– Zorena Jantze
29-year-old Zelda Goases has spent the last 12 weeks studying to be a paramedic. She wants to help people and save lives.
But recently, this dream was left hanging in the balance after a kiss with a same-sex peer came with unexpected ramifications.
Now, she spends her days in limbo in the confines of her room after what she perceived as a good luck peck between friends.
The young woman, who studied basic life support at the E360 Emergency Services, says she and her friend, who is also a student at the institution, were fined N$2 500 for the kiss in June this year.
“I arrived at school, and the students and management were standing in the kitchen. I came up to a friend of mine gave her a peck on the lips for good luck.
“There were students and management there, however they made no comment,” she said.
A week later, Zelda was called into the office.
“[This was] when the results were supposed to be out, so I thought it was about the results. However, management told me that there was a problem with my conduct and that I would need to pay a fine for kissing my female friend” Zelda said.
She said due to the fine she is currently unable to get her certificate and do her internship.
“I was reprimanded about the two occasions when I pecked my college mate. I have seen other students showing affection on campus however there wasn’t much fuss about it.
“In addition, I was not aware that there were any rules against showing affection at the college,” she said.
Zelda said she is currently unable to afford the fine as she had forked out N$8 000 of her savings to pay for the course.
“This is frustrating as I still have to do my internship and work 1000 hours in order to be a fully recognized paramedic,” she said.
E360 Emergency Services confirmed the incident and cited a violation of institutional policy as justification for the fine.
“I spoke to higher management and the lecturers and we came to an agreement that they need to write an apology letter and pay a penalty fee of N$ 2 500. [This is] in terms of the rule that states: “Students must demonstrate the effective qualities necessary to be a health care provider. No profane language, racial slurs or sexually inferred comments will be tolerated,” E360 management said.
This rule clearly does not prohibit kissing. A campus would have no lawful reason to prohibit kissing in its policies. But the law support Zelda even further.

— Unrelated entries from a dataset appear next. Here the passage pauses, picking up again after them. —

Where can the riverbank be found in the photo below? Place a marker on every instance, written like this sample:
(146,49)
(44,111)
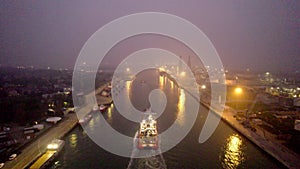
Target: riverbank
(37,147)
(287,157)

Legal expert John Nakuta said the college acted unlawfully, as the punishment imposed on Zelda violates Article 8 of the Namibian constitution which cites that no person should be subjected to torture, or cruel, inhuman or degrading treatment or punishment.
Zelda has written a letter of complaint to the Namibia Qualifications Authority (NQA) and the Health Professionals Council of Namibia (HPCN).
In the letter, she cites that the college has no grounds to withhold her qualifications.
She is currently awaiting an outcome.